Bug #21287
Updated by Peter Amstutz 11 months ago
Originally from: https://dev.arvados.org/issues/21285#note-2 In order to service a request, controller can do a number of things: # Forward it to the local Rails API server # Handle it entirely within controller (by querying the local database itself) # Query another service (keep-web, or a crunch-run process on a compute node) # Query another Arvados instance (federated queries) In the 3rd or 4th cases, we don't have full control over what the other service is going to do -- but we have existing patterns in the keep-web and federated cases where the remote service will query back to our controller in order to verify an API token, retrieve a user record, or get other data. We've specifically observed this with keep-web, where: # the Workbench 2 process page sends requests for all the log collection files at once # this hits controller's request limit # keep-web sends a request back to verify a token # the request to verify the token is stuck behind the outstanding requests that were proxied to keep-web, that are waiting on keep-web, that is waiting on the token verify # the system is deadlocked until something times out The current fix is to make sure the minimum request limit is high enough that we don't do this to ourselves.
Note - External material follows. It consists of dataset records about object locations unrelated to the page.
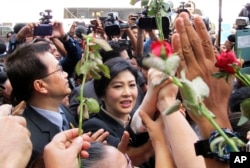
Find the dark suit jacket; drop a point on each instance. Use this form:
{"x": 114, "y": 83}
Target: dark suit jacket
{"x": 102, "y": 120}
{"x": 42, "y": 130}
{"x": 89, "y": 92}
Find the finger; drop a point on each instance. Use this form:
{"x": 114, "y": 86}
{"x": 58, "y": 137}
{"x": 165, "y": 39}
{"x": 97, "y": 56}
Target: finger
{"x": 194, "y": 39}
{"x": 176, "y": 43}
{"x": 5, "y": 109}
{"x": 102, "y": 137}
{"x": 66, "y": 135}
{"x": 205, "y": 38}
{"x": 20, "y": 120}
{"x": 84, "y": 154}
{"x": 123, "y": 145}
{"x": 145, "y": 118}
{"x": 185, "y": 44}
{"x": 76, "y": 146}
{"x": 95, "y": 135}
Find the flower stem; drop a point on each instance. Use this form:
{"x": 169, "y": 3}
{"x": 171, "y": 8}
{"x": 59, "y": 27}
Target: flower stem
{"x": 242, "y": 78}
{"x": 86, "y": 54}
{"x": 210, "y": 118}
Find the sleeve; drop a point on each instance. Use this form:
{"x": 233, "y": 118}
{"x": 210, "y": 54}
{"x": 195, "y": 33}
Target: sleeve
{"x": 74, "y": 54}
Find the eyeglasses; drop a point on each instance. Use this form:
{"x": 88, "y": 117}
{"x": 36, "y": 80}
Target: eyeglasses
{"x": 130, "y": 165}
{"x": 57, "y": 70}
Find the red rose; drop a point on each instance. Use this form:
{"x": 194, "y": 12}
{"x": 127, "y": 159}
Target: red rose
{"x": 157, "y": 45}
{"x": 225, "y": 60}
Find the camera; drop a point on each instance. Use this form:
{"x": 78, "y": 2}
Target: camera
{"x": 149, "y": 23}
{"x": 46, "y": 16}
{"x": 242, "y": 22}
{"x": 112, "y": 25}
{"x": 183, "y": 7}
{"x": 44, "y": 28}
{"x": 120, "y": 44}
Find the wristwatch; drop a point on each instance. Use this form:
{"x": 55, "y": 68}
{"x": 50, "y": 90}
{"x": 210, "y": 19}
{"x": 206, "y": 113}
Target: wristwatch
{"x": 221, "y": 151}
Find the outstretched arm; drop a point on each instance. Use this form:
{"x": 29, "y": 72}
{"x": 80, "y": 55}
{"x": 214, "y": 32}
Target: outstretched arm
{"x": 197, "y": 58}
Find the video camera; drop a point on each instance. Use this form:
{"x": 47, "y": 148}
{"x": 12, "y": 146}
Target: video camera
{"x": 45, "y": 17}
{"x": 242, "y": 22}
{"x": 183, "y": 7}
{"x": 149, "y": 23}
{"x": 112, "y": 25}
{"x": 120, "y": 44}
{"x": 44, "y": 28}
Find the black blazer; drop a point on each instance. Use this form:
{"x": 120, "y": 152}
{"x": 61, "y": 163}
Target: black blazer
{"x": 102, "y": 120}
{"x": 42, "y": 130}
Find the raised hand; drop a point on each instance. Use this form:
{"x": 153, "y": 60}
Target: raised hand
{"x": 197, "y": 58}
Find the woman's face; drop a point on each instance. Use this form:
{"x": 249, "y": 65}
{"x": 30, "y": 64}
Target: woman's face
{"x": 121, "y": 94}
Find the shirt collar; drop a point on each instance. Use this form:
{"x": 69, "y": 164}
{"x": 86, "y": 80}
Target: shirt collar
{"x": 123, "y": 123}
{"x": 53, "y": 116}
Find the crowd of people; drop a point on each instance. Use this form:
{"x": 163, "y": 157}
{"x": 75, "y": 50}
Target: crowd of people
{"x": 39, "y": 110}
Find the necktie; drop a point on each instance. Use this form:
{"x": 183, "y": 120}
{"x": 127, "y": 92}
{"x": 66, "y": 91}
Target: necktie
{"x": 65, "y": 125}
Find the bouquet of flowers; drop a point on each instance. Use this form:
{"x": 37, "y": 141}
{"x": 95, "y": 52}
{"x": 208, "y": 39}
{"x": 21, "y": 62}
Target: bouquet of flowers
{"x": 193, "y": 92}
{"x": 229, "y": 65}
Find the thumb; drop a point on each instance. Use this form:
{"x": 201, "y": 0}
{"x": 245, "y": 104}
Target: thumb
{"x": 76, "y": 145}
{"x": 123, "y": 145}
{"x": 145, "y": 118}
We could get into a similar situation with federation, but an even simpler problem is one where the remote service is in a slow or broken (or malicious state) where it is a tar pit that causes queries to hang for a long time. If the queue is filled with outstanding requests, the system will become unusable. (Of course, this is also possible with slow Rails/database requests, but the sysadmin has more control over those). I propose a config limit MaxProxiedRequests MaxExternalRequests (name is up for discussion) that limits the number of category 3 or 4 requests such that requests in category 1 or 2 can still be processed. Exact implementation TBD.